America’s original sin is wrapped around slavery and skin color. but our xenophobia and institutionalized racism bleeds far beyond that. When I graduated from undergrad and cobbled together my first pathetic CV — Name, Bachelors Degree, Highly-Esteemed Hourly Wage Worker at a Fast Food Restaurant — I faxed it to over three dozen companies seeking entry-level corporate employment.
This was in the mid-1990s, shortly before the Form in its current condition was created. I didn’t get a single bite from any of the companies I solicited with that CV. I needed a job, but couldn’t fabricate experience I didn’t have (remember, Big Pinocchio Energy) to make myself more hireable — but I could make one minor, semi-truthful tweak.
I changed my last name to George, which is my real middle name, and re-faxed that version to the same companies. Maybe it was better timing, perhaps it was just a different set of eyeballs seeing my nothing resumé — but six of them who ignored Ramzy Nasrallah decided Ramzy George was worth calling back.
I had successfully whitewashed myself. First and only time I’ve ever done that. Every time since, it’s been the Form whitewashing me on my behalf.
A recruiter ended up introducing me to my first career opportunity, so I never met with any of the six Ramzy George enthusiasts. But that experiment was the beginning of a healthy realization that becoming profitable to Corporate America would supersede the first two words on my CV, and much later, on that Form.
The key to proving your worth is clearing the first wall. And that’s the Form.
Diversity, Equity & Inclusion is not some trendy, woke campaign. DEI has an unassailable business case supporting it that delivers superior metrics in every measurable category, and the companies who execute it properly put more distance between themselves and their rivals who do not. It’s a profit motive.
The irony is the Form uses antiquated Census buckets as its DEI gatekeeper.
Its strategies benefit from diverse and competent candidates. The Form acts as the high wall to keep the vetting process more manageable. But after filling out that Form over a trillion times, it became clear to me that it’s just lazy and outdated. DEI is so much more than 20th century census multiple choice.
My new employer believes — at the Form level, anyway — that the company just hired another white guy who (now) just happens to have a ton of relevant experience and a long track record.
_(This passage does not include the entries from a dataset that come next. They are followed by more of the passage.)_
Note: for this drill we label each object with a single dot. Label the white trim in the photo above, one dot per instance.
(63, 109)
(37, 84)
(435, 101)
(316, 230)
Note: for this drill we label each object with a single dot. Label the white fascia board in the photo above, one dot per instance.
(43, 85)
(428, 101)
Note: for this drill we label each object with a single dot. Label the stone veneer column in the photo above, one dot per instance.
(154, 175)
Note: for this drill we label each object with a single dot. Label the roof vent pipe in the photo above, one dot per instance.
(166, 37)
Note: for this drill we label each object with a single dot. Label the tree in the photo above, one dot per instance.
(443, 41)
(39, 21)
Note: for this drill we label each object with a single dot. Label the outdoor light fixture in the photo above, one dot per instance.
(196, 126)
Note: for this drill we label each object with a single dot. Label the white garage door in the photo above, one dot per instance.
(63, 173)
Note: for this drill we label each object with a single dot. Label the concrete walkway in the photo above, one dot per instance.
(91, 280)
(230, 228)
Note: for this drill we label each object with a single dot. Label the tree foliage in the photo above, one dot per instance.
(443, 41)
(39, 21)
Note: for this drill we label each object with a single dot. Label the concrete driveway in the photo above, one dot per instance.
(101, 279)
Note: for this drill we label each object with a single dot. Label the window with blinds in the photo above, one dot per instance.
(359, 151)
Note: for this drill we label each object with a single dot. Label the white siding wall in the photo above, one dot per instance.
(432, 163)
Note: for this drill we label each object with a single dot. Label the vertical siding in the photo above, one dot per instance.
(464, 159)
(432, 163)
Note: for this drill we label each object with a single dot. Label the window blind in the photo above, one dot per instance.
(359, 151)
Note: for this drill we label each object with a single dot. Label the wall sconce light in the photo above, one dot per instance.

Which…I guess that’s all true?
I’ve never asked for a break, an unfair advantage or recourse for perceived slights dating back to 1980s Midwest playgrounds — I have been fortunate and blessed with access to equity and opportunities, which is precisely what DEI is designed to do for others who don’t.
But I’m not everyone. Whitewashing persons of disparate origins has no benefit to any employer or person, because we are not the same no matter what the label on the bucket might say. It’s 2022. The Form should try harder.
Our beautiful lack of sameness will always be our strength. Merry Christmas!